4 Sayings That Will Keep You Strong When Life Gets Hard
Mantras seem more cheesy than helpful. How effective are words? They’re only letters, so how do they give you the strength to continue in your time of need? Well, the way you view the things which happen in life impacts your ability to tackle them. And, the right saying can act as a vehicle to move forward when all you want to do is curl up in a ball.

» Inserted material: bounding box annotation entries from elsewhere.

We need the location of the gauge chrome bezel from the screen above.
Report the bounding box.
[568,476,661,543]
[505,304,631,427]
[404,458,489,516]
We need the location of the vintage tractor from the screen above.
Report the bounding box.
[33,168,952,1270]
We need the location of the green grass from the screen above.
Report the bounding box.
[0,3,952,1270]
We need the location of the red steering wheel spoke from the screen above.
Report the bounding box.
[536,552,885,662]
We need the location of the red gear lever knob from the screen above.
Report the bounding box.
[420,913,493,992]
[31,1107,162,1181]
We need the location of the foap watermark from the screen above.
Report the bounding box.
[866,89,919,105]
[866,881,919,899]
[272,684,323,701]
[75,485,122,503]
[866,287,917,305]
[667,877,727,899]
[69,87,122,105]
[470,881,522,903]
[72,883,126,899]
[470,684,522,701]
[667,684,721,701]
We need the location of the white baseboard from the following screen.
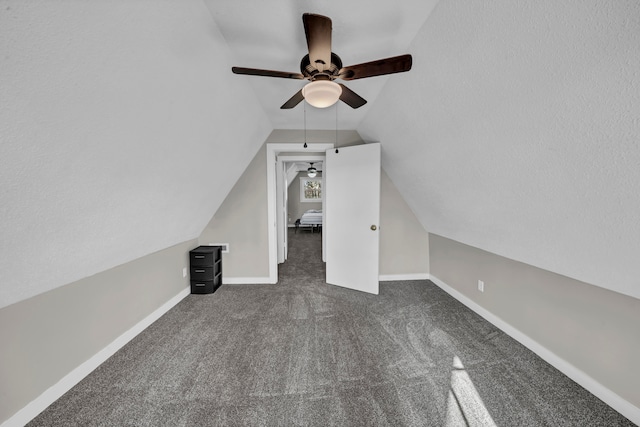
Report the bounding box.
[378,273,429,282]
[1,288,191,427]
[430,275,640,425]
[222,277,274,285]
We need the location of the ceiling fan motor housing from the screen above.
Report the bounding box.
[300,52,342,81]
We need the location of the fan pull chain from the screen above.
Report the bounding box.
[336,102,339,154]
[302,100,307,148]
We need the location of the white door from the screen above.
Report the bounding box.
[276,160,287,264]
[323,143,380,295]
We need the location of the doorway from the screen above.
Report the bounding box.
[276,153,325,264]
[267,143,334,283]
[267,143,381,294]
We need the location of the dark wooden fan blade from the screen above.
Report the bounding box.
[338,83,367,108]
[339,55,413,80]
[302,13,331,71]
[231,67,304,80]
[280,89,304,110]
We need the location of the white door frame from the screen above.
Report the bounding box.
[267,143,335,283]
[276,155,326,264]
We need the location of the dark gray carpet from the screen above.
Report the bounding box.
[29,232,633,426]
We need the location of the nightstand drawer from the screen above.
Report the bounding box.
[191,280,215,294]
[191,266,214,280]
[189,252,213,267]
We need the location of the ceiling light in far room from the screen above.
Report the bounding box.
[307,163,318,178]
[302,80,342,108]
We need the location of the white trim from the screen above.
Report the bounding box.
[222,277,273,285]
[378,273,429,282]
[266,143,334,283]
[430,275,640,425]
[1,288,191,427]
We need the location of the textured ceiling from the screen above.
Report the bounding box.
[0,0,640,307]
[205,0,437,129]
[358,0,640,297]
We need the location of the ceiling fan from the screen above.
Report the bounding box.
[231,13,412,109]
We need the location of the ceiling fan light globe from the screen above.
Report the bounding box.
[302,80,342,108]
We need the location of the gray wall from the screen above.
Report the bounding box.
[199,137,429,281]
[380,170,429,276]
[0,240,197,422]
[199,144,269,279]
[429,234,640,407]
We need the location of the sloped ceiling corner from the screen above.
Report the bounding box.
[0,0,272,307]
[358,0,640,298]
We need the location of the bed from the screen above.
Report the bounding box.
[296,209,322,232]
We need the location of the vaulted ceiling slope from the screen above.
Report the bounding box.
[358,0,640,298]
[0,0,272,307]
[0,0,640,307]
[204,0,438,130]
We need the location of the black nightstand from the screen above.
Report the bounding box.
[189,246,222,294]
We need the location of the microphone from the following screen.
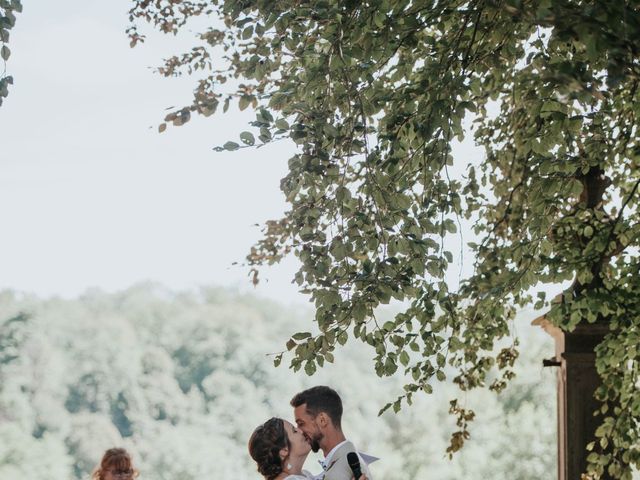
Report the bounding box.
[347,452,362,480]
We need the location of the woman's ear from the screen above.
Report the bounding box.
[280,447,289,461]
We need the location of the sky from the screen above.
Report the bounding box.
[0,0,306,303]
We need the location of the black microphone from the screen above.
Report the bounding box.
[347,452,362,480]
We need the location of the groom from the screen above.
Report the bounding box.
[291,386,372,480]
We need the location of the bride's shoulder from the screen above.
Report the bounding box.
[284,470,315,480]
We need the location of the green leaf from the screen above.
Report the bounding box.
[293,332,312,340]
[222,142,240,151]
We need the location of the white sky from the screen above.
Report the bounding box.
[0,0,305,303]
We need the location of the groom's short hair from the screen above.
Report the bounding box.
[291,385,342,428]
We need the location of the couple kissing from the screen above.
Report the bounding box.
[249,386,373,480]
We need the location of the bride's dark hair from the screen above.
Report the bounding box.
[249,417,291,480]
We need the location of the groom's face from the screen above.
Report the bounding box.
[293,403,324,453]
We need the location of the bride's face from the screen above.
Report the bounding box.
[284,420,311,456]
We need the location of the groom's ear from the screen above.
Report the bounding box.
[318,412,329,428]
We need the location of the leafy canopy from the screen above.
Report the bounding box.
[0,0,22,106]
[128,0,640,479]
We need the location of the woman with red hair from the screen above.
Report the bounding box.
[91,448,140,480]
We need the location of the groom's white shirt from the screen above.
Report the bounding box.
[320,440,347,470]
[315,440,377,480]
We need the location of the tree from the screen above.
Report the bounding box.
[0,0,22,106]
[128,0,640,478]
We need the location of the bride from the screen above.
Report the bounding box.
[249,417,367,480]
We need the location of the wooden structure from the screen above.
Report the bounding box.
[533,316,611,480]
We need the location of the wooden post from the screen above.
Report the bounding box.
[533,317,611,480]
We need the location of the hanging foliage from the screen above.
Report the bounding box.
[128,0,640,479]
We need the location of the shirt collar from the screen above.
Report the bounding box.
[322,440,347,468]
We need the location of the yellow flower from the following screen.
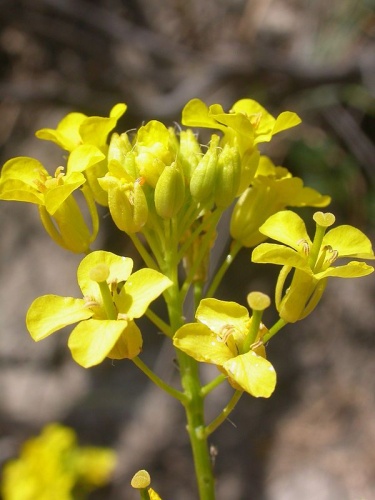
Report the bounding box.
[0,153,104,253]
[173,299,276,398]
[182,99,301,155]
[2,424,116,500]
[36,103,126,206]
[252,210,375,323]
[230,156,331,247]
[26,251,171,368]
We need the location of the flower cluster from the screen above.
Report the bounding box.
[252,210,375,323]
[26,251,171,368]
[1,424,116,500]
[173,292,276,397]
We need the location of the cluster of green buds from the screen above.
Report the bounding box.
[0,94,373,376]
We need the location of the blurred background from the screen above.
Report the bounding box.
[0,0,375,500]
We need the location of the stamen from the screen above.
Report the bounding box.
[216,325,236,344]
[117,313,131,321]
[297,238,310,257]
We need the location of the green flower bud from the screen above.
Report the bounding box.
[236,149,260,196]
[215,144,241,208]
[155,162,185,219]
[190,134,220,202]
[178,129,202,181]
[108,133,132,164]
[107,178,148,234]
[230,182,272,247]
[135,148,165,188]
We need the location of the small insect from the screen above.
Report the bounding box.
[135,177,146,186]
[210,444,219,467]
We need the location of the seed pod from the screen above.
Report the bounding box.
[107,133,132,164]
[155,162,185,219]
[190,134,220,202]
[178,129,202,182]
[108,181,148,234]
[215,144,241,208]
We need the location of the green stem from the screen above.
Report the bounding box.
[129,234,159,270]
[177,350,215,500]
[167,278,215,500]
[145,308,173,337]
[205,241,242,298]
[241,309,263,353]
[132,356,187,404]
[201,373,227,398]
[262,318,287,344]
[205,391,243,437]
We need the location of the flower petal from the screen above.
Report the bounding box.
[108,321,143,359]
[26,295,93,341]
[251,243,312,275]
[77,250,133,297]
[195,299,250,341]
[272,111,302,135]
[0,156,49,205]
[259,210,312,252]
[68,319,128,368]
[35,113,87,151]
[66,144,105,174]
[323,225,375,259]
[44,172,86,215]
[181,99,227,130]
[315,261,374,280]
[118,269,172,318]
[223,351,276,398]
[173,323,233,366]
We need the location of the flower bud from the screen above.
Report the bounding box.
[108,133,132,164]
[230,182,271,247]
[190,134,220,202]
[106,178,148,234]
[136,148,165,188]
[178,129,202,181]
[236,149,260,196]
[155,162,185,219]
[215,144,241,208]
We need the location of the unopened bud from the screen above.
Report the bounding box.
[215,144,241,208]
[190,134,220,202]
[178,129,202,181]
[155,163,185,219]
[107,133,132,164]
[130,470,151,490]
[108,181,148,234]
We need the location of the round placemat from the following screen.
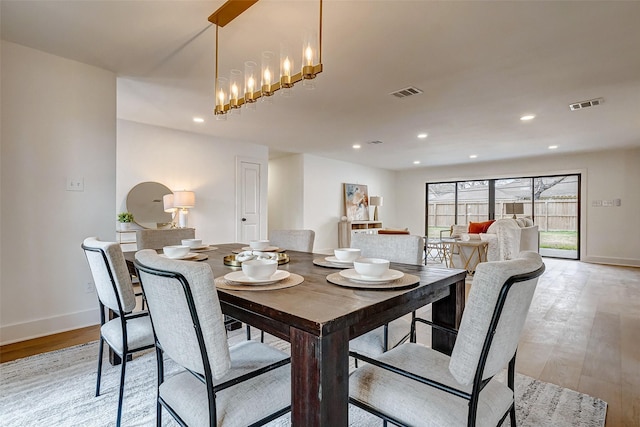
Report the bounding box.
[327,273,420,291]
[313,258,353,270]
[214,273,304,291]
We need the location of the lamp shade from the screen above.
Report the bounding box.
[162,194,176,213]
[369,196,382,206]
[173,191,196,209]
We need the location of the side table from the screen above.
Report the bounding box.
[445,240,489,274]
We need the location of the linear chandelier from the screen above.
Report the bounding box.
[209,0,322,120]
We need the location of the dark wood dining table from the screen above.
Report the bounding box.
[125,243,466,427]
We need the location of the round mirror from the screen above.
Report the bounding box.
[127,182,173,228]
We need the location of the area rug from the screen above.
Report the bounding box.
[0,341,607,427]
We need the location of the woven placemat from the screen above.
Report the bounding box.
[313,258,353,270]
[214,273,304,291]
[191,246,218,252]
[327,273,420,291]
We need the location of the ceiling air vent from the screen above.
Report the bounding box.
[569,98,604,111]
[390,86,422,98]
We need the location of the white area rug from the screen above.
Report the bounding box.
[0,341,607,427]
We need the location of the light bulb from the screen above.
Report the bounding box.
[282,57,291,76]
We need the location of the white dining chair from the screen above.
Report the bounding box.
[349,233,424,364]
[349,252,545,427]
[135,250,291,427]
[269,230,316,252]
[82,237,155,426]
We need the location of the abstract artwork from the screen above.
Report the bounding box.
[344,184,369,221]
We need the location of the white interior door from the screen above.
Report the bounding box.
[236,159,261,243]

During the good times, it’s not as tricky to be mentally strong. It’s when the s**t hits the fan that things get tough. Here are four phrases to remember when the inevitable happens.
“Help Is At Hand”
A loved one passes or you lose your job and it seems as if the world is against you. It’s almost as if you’re alone and there is no one to help. Regardless of the situation, aid is a phone call away. All you need to do is speak to a friend or family member about your feelings. Some people prefer to talk to a therapist because they like the lack of familiarity. Even expert divorce solicitors have a role to play. Do you know how to structure a split-up to get closure? They do, as long as you pick up the phone.
“I Have The Skills”
This isn’t a job interview, but there is an art to staying strong mentally. The knee-jerk reaction is to think negative thoughts such as “I can’t do this” because the emotions get too much. However, all this causes you to do is to feel defeated. Therefore, it’s almost certain that you’re going to fail as you’re setting up for disappointment. Saying to yourself, “I have the skills to get through this” is a smart way to put a positive spin on things. It reminds you that there is light at the end of the tunnel.
“Failing Is Successful”
As counterproductive as this mantra seems, it’s about as true as death and taxes. There is nothing fun about taking a risk and ending up with nothing. Entrepreneurs understand the feeling. What they also know is that their failure led them to bounce back harder than before. Not only do you have a point to prove, but you have the answers to the questions which stumped you in the beginning. The next time around, you’ll know how to handle yourself because you failed initially. It’s all part of the process.
“I Can Only Do My Best”
People see others ripping it up and want to follow suit. The issue is this: not everyone’s the same. A colleague might get a promotion but it doesn’t mean you’re in the same lane. Employers see things differently, which is why he/she got the job. This isn’t to say you shouldn’t work hard, but to graft with one thing in mind: do your best. Then, if the results aren’t how you imagined them, the pain won’t hurt as much.
When you think about it, how can you do any more than your best?